- Nearest city: Colniza, Mato Grosso
- Coordinates: 9°02′24″S 60°31′41″W﻿ / ﻿9.040°S 60.528°W
- Area: 164,224 hectares (405,810 acres)
- Designation: Extractive reserve
- Created: 19 June 1996
- Administrator: Mato Grosso Coordenadoria de Unidades de Conservação

= Guariba-Roosevelt Extractive Reserve =

Extractive reserve in Mato Grosso, Brazil

The Guariba-Roosevelt Extractive Reserve (Reserva Extrativista Guariba Roosevelt) is an extractive reserve in the state of Mato Grosso, Brazil.
A small traditional population live through fishing, hunting, small-scale agriculture and sale of forest products such as nuts. The reserve is under intense pressure from illegal logging and land grabbing.

==Location==

The Guariba-Roosevelt Extractive Reserve has an area of 164224 ha in parts of the Mato Grosso municipalities of Colniza (75%), Aripuanã (22%) and Rondolândia (3%).
The park has a highly irregular outline resembling a capital letter A.
It lies to the south of the Guariba State Park in Amazonas.
The Roosevelt River forms its western boundary and the Guariba River forms the eastern boundary of the northern part of the reserve.
Both these rivers originate on the Parecis plateau.
The MT-418 highway, which runs west to become the RO-205 highway in Rondônia, crosses the southern part of the reserve.

==Environment==

The reserve is the only state extractive reserve in Mato Grosso, and one of the last strongholds of traditional extraction.
It is mainly in the Amazon biome, with a sub-humid warm tropical climate.
Fauna include jaguar, tapir, black caiman, ocelot, capuchin monkey, six-banded armadillo, paca, agouti and birds such as barn swallow, swallow-tailed kite, solitary tinamou and gulls.
The extractive products include nuts and rubber, and the community hunts and fishes.
The reserve is threatened by illegal logging and poaching.

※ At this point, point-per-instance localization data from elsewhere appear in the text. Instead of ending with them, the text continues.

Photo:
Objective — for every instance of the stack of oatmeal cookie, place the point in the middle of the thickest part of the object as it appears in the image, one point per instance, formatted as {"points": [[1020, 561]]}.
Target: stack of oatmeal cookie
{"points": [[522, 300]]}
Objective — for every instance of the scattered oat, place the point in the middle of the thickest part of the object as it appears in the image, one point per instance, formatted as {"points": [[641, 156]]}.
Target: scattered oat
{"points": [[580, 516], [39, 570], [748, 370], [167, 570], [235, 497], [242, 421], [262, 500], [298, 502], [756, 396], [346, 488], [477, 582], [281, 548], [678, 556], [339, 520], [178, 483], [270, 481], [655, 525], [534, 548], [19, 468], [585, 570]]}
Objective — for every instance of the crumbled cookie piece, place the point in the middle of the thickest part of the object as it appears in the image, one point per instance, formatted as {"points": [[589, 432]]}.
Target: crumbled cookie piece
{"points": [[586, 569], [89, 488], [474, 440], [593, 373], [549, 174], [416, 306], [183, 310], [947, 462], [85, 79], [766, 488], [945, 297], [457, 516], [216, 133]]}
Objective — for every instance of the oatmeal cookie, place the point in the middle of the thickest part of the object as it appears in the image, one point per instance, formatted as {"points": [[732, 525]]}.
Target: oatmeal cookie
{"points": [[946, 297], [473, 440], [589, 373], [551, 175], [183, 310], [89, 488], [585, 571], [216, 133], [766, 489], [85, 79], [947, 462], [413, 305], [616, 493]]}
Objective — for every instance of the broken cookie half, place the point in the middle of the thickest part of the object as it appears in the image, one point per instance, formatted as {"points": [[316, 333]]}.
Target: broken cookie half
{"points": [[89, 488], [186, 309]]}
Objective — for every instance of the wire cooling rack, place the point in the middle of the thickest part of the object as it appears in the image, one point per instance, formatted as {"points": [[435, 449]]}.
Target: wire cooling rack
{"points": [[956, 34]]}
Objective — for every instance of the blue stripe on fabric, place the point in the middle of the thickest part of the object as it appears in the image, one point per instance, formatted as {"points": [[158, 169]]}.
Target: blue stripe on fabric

The reserve is the last frontier of deforestation in Mato Grosso.
Illegal loggers destroy the environment and also endanger the lives of traditional residents and un-contacted Indians living on the border of the unit.
In October 2015 state employees arrested six people in the act of illegally felling trees and processing the wood.
They seized a large tractor, 80 logs and a motorcycle, and were searching for two other vehicles used to remove forest products.
Infrastructure built by the criminals include two wooden bridges.
As of 2016 about 300 people from a unique traditional community were living in the area. Their presence was important in protecting the indigenous tribes living beside the reserve and maintaining the biodiversity in an area where a new species on monkey had recently been discovered.

==History==

The Guariba-Roosevelt Extractive Reserve has a complex history of decrees by the Mato Grosso governor, laws by the Mato Grosso legislature and judicial orders.
The reserve was created by decree 952 of 19 June 1996, the responsibility of the Mato Grosso Coordenadoria de Unidades de Conservação.
Law 7.164 of 23 August 1999 recreated the reserve with an area of about 57630 ha.

The conservation unit is supported by the Amazon Region Protected Areas Program.
Law 8.680 of 13 July 2007 expanded the Rio Roosevelt Ecological Station by more than 43168 ha and expanded the Guariba-Roosevelt Extractive Reserve by more than 80462 ha, giving the reserve an area of about 138092 ha.
This expansion was to compensate for the settlements in the municipalities of Terra Nova do Norte and Nova Guarita in the "4 Reservas" area.
The deliberative council was created on 20 October 2009, and the utilisation plan was approved on 9 March 2011.

On 19 April 2013 law 8680 of 2007 was revoked by Judge Alexandre Mendes Socrates, who stated that the extractive reserve was illegally occupied by squatters, had very little environmental protection, would soon be as devastated as the "4 Reservas" area and therefore could not be considered compensation for the settlement of "4 Reservas".
An extractive reserve was intended to support sustainable management by traditional populations. Law 10261 of 22 January 2015 repealed law 8.680 of 2007.
The law found that the total original area of the two conservation units, 110630 ha, would serve to replace the "4 Reservas" area.

Decree 59 of 13 April 2015 expanded the area of the extractive reserve to a total of about 164224 ha, with a perimeter of 654.74 km.
There were continued discussions on the limits of the reserve in the legislative committee during 2015.
In March 2016 the legislative assembly approved maintaining the area of the extractive reserve by four votes.
The conservation units coordinator stressed the importance of the reserve, which faced land grabbing and illegal logging, saying that reducing the area would reward those who are trying to gain ownership of public land.